Uang termasuk salah satu benda paling penting di dunia. Karena uang sudah menjadi alat tukar menukar yang berlaku di seluruh dunia. Tukar menukar barang dengan uang lebih dikenal dengan istilah jual-beli, menggantikan sistem lama yang menggunakan istilah barter . Sampai ada pepatah dengan uang apapun bisa didapatkan. Meskipun sebenarnya banyak yang tidak dapat dibeli dengan uang.

Semua orang pasti membutuhkan uang untuk melakukan transaksi jual beli, entah itu beli sembako, serta kebutuhan yang lain, meski saat ini masih ada yang menggunakan barter, namun sudah jarang ditemukan lagi.

Orang bekerja pun sudah pasti dengan tujuan mendapatkan uang yang disebut gaji/ bayaran/ fee atau lainnya lah. Bahkan tidak sedikit yang bertindak curang guna mendapatkan uang dengan korupsi, mencuri, dll. Itulah uang, dapat bermanfaat dan juga dapat merusak.

Terlepas dari semua itu, terkadang kita bersemangat jika mengerjakan sesuatu dengan bayaran yang tinggi.
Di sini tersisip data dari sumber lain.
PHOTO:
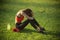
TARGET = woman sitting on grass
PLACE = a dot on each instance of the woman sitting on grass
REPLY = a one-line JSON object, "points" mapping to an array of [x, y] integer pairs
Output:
{"points": [[30, 19]]}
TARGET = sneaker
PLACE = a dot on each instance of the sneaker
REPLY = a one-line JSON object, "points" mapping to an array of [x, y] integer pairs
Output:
{"points": [[16, 30]]}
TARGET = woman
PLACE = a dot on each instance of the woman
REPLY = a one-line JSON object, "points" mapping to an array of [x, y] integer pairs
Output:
{"points": [[30, 19]]}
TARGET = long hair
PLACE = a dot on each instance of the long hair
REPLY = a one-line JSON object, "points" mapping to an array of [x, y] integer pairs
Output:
{"points": [[28, 12]]}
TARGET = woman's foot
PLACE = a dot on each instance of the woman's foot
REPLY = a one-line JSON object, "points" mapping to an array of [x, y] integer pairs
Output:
{"points": [[16, 30]]}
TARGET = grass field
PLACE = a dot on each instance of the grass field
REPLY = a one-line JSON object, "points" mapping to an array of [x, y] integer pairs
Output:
{"points": [[46, 12]]}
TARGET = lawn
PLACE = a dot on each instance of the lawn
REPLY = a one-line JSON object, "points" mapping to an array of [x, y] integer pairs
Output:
{"points": [[46, 12]]}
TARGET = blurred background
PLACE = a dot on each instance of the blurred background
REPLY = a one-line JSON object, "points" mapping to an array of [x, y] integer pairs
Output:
{"points": [[46, 12]]}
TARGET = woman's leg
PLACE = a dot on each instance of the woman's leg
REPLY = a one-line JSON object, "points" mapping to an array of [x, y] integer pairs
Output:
{"points": [[36, 25], [22, 25]]}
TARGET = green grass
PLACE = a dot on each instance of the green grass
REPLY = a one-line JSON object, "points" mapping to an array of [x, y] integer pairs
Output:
{"points": [[46, 12]]}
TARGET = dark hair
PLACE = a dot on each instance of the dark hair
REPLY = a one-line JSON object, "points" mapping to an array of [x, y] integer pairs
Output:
{"points": [[28, 12]]}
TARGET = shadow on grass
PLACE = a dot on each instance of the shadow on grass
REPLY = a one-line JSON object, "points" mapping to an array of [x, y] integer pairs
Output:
{"points": [[53, 33], [28, 31]]}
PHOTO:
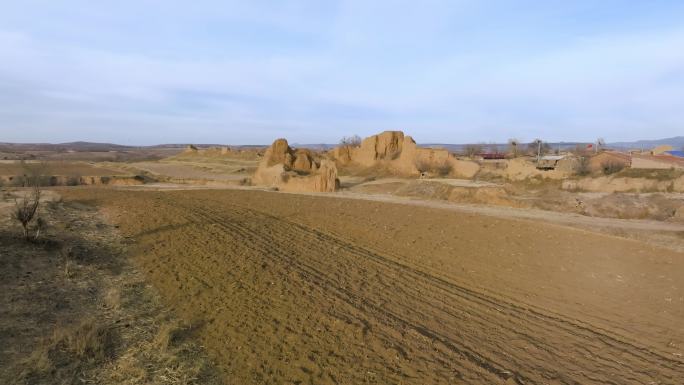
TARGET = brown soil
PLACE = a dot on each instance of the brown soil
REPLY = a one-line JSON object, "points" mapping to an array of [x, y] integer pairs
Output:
{"points": [[304, 289], [74, 311], [12, 168]]}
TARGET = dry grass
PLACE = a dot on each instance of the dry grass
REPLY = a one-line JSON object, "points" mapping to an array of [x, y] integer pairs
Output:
{"points": [[75, 312]]}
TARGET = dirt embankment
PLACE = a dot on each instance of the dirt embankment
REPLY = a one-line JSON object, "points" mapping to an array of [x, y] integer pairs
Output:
{"points": [[74, 311], [301, 289]]}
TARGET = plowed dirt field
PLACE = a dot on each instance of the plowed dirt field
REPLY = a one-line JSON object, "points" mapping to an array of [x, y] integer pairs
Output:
{"points": [[312, 290]]}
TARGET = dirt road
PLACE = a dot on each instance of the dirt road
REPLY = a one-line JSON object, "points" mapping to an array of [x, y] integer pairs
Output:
{"points": [[303, 289]]}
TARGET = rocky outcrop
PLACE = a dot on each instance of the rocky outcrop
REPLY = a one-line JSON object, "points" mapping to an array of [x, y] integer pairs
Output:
{"points": [[400, 154], [611, 184], [289, 170]]}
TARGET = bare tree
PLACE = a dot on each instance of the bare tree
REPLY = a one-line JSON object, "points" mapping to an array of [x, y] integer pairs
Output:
{"points": [[25, 210], [600, 144], [351, 141], [583, 167], [513, 146]]}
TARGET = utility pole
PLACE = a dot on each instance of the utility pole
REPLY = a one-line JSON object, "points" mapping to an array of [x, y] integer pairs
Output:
{"points": [[538, 150]]}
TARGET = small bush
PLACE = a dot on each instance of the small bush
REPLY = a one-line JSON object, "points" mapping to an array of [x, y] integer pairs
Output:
{"points": [[423, 165], [25, 210], [444, 169], [609, 168], [583, 168]]}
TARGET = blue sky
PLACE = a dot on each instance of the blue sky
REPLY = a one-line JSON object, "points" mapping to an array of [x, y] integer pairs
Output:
{"points": [[243, 72]]}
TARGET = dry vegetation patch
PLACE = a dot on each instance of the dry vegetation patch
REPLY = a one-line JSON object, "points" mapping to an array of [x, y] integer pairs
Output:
{"points": [[75, 312]]}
Saya sendiri terkadang juga seperti itu, namun nyatanya setelah pekerjaan itu selesai, hasilnya tidak lebih baik daripada uang tersebut.

Ambil saja contoh PNS (Pegawai Negeri Sipil). Banyak dari para PNS yang bekerja sebagai PNS karena ingin mendapatkan pekerjaant tetap dengan gaji yang cukup baik dan terjamin serta bekerja dengan santai. Saat jam kerja malah belanja. Itulah salah satu contoh buruk orang yang bekerja karena termotivasi uang.
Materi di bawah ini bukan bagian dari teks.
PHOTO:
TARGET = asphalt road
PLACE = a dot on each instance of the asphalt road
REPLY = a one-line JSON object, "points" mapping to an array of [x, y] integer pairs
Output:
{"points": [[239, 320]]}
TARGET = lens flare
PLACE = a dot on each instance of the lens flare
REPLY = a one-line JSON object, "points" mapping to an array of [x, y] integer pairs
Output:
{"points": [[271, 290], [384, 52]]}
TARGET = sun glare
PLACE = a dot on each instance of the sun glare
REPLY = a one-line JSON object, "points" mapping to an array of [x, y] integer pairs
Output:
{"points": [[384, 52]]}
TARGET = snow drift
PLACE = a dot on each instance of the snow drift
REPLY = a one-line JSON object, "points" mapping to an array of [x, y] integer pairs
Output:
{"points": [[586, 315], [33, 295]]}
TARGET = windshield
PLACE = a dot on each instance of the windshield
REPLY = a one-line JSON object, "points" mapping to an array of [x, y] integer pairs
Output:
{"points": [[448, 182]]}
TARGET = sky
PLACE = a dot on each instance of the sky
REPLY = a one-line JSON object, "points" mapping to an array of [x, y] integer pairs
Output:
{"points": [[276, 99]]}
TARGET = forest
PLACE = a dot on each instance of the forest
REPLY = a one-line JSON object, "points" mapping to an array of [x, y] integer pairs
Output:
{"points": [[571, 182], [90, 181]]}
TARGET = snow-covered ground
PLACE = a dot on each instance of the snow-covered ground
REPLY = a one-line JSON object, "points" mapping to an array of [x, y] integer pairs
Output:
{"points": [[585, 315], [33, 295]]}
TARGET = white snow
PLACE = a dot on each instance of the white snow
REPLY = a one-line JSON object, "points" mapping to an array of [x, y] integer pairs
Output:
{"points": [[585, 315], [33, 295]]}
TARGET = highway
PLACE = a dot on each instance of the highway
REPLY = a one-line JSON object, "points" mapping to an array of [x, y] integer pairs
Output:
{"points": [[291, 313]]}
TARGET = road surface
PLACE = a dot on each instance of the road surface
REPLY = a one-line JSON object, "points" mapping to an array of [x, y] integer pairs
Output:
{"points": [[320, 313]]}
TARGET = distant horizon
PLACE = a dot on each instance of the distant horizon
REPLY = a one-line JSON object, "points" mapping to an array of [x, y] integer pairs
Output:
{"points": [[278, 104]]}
Misal seorang freelancer, akan bersemangat kerja apabila bayaran yang diperoleh besar dan cenderung setengah-setengah dalam mengerjakan proyek yang bayarannya kecil. Sudah sering saya mendengar "halah, bayarane sitik ae. gak usah apik-apik". Dari situ saya berfikir, dia menurunkan kualitasnya yang sesungguhnya hanya sekedar uang? Saya rasa itu sama artinya dengan menjatuhkan kualitas diri sendiri.

Hendaknya kita mengerjakan sesuatu atas dasar suka / ibadah / cinta. Insyaallah hasilnya akan jauh dari nilai uang yang kita terima. Saya sendiri menulis disini tidak ada yang membayar, dengan ikhlas saya menulis dari Senin - Jumat dengan tujuan berbagi, ibadah. Biar Tuhan yang membalasnya.

Oleh karena itu jangan pernah mengerjakan sesuatu dengan motivasi UANG! UANG terlalu sempit dijadikan motivasi untuk mengerjakan sesuatu. Banyak hal luar biasa bisa kita dapatkan jika kita termotivasi oleh ibadah / cinta / suka.